Today, she lives in a one-bedroom apartment in Mafraq, with her three youngest sons and daughter. Widowed after her husband was killed in Syria, Nahlah is solely responsible for looking after her children and keeping a roof over their heads. Paying rent and bills soon proved difficult; the family would only use their water heater for showers, rather than using it to wash dishes or clean up before prayers.

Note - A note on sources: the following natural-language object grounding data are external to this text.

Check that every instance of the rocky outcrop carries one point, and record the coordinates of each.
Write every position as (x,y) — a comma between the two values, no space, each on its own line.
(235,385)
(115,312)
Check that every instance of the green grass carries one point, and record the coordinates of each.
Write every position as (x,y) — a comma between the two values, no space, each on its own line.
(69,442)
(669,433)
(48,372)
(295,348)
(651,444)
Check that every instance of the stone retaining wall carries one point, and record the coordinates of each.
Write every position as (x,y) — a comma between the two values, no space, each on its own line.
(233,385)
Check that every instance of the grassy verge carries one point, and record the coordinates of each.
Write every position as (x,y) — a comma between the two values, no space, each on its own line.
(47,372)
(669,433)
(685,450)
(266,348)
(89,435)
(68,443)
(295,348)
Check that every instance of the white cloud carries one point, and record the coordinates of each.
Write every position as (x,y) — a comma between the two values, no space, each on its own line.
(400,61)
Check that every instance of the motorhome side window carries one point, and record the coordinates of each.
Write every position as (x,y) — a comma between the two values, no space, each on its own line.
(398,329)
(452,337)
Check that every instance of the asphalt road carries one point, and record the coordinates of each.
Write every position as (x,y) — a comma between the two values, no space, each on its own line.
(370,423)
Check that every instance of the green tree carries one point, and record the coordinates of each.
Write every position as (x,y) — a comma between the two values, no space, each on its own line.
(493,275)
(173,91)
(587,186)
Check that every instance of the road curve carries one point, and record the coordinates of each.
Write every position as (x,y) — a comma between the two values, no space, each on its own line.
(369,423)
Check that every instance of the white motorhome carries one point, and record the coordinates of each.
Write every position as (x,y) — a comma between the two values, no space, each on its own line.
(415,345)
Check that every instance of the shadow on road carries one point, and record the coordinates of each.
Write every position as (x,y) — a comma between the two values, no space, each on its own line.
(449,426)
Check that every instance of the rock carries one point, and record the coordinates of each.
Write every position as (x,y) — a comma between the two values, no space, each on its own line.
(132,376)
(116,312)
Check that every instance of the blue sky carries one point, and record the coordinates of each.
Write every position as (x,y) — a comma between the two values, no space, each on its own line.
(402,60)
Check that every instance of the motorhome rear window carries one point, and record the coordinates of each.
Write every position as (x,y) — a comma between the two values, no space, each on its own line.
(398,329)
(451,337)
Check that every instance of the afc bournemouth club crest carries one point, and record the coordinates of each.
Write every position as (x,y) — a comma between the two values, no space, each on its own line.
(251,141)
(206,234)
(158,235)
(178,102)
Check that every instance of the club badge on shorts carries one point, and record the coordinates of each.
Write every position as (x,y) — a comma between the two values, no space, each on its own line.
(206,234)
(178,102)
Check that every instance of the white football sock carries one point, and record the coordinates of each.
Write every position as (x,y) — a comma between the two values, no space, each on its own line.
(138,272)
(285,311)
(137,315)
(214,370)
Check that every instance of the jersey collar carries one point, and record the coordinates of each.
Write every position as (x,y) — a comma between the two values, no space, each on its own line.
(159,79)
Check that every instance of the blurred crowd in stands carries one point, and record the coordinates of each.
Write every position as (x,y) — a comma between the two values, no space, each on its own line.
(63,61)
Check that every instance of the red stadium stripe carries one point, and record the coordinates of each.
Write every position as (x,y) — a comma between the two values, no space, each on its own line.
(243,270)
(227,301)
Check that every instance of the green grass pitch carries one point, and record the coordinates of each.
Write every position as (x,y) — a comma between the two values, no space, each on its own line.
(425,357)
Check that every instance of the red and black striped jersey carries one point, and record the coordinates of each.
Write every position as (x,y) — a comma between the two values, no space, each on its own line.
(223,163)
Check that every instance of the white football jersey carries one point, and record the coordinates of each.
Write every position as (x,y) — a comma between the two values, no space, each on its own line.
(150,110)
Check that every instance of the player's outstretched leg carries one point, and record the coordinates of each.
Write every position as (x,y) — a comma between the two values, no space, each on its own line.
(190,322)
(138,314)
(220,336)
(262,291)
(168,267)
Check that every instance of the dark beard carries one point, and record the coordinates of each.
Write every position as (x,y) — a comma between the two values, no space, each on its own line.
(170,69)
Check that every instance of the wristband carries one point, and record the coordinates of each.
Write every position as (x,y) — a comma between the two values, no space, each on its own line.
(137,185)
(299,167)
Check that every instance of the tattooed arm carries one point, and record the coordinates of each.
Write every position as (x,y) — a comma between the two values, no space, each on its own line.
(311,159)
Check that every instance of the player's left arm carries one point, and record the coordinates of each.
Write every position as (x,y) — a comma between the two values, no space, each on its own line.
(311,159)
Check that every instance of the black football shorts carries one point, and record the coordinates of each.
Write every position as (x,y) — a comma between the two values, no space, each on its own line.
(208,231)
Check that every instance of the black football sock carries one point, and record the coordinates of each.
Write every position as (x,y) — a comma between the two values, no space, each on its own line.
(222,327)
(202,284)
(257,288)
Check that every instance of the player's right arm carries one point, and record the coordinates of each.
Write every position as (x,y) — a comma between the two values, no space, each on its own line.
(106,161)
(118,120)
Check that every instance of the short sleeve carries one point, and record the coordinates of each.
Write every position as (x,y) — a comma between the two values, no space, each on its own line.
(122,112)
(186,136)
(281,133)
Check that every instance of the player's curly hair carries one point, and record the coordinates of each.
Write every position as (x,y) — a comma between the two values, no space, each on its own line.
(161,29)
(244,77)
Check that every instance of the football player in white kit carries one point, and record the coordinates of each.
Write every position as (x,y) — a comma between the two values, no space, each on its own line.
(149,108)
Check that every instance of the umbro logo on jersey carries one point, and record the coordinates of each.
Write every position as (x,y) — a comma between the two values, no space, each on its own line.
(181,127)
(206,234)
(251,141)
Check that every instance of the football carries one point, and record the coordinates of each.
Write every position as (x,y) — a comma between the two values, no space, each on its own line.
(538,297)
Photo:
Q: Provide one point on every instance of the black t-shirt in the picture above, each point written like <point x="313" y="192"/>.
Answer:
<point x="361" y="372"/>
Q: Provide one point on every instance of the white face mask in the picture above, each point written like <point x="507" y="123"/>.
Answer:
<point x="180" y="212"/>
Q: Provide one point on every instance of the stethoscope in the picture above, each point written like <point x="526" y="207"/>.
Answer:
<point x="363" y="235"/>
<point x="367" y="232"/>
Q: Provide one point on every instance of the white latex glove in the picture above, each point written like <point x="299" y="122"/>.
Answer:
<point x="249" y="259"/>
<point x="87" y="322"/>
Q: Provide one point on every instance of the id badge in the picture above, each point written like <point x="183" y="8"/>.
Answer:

“We were very afraid to even put the heating [on] during winter because the electrical bill would be very high,” she says.

But that has changed. Six months ago, a solar-powered hot water system was installed in her home, as part of the Renewable Energy for Refugees (RE4R) project. Supported by UNHCR, in partnership with IKEA Foundation and Practical Action, the project oversees the installation of solar-powered hot water systems in houses in Jordan, owned by locals. The installation is free of charge. In exchange, homeowners agree to reduce the rent they charge their refugee tenants for a whole year.

For a single mother like Nahlah, this initiative has made a huge difference. Her rent has gone from 180 JOD (roughly $250) per month to 158 JOD. And her electricity bill has been cut in half.

With this support, Nahlah can look to the future. She wants her children to “be healthy and safe, and to succeed and graduate, and to always be living in a safe place.”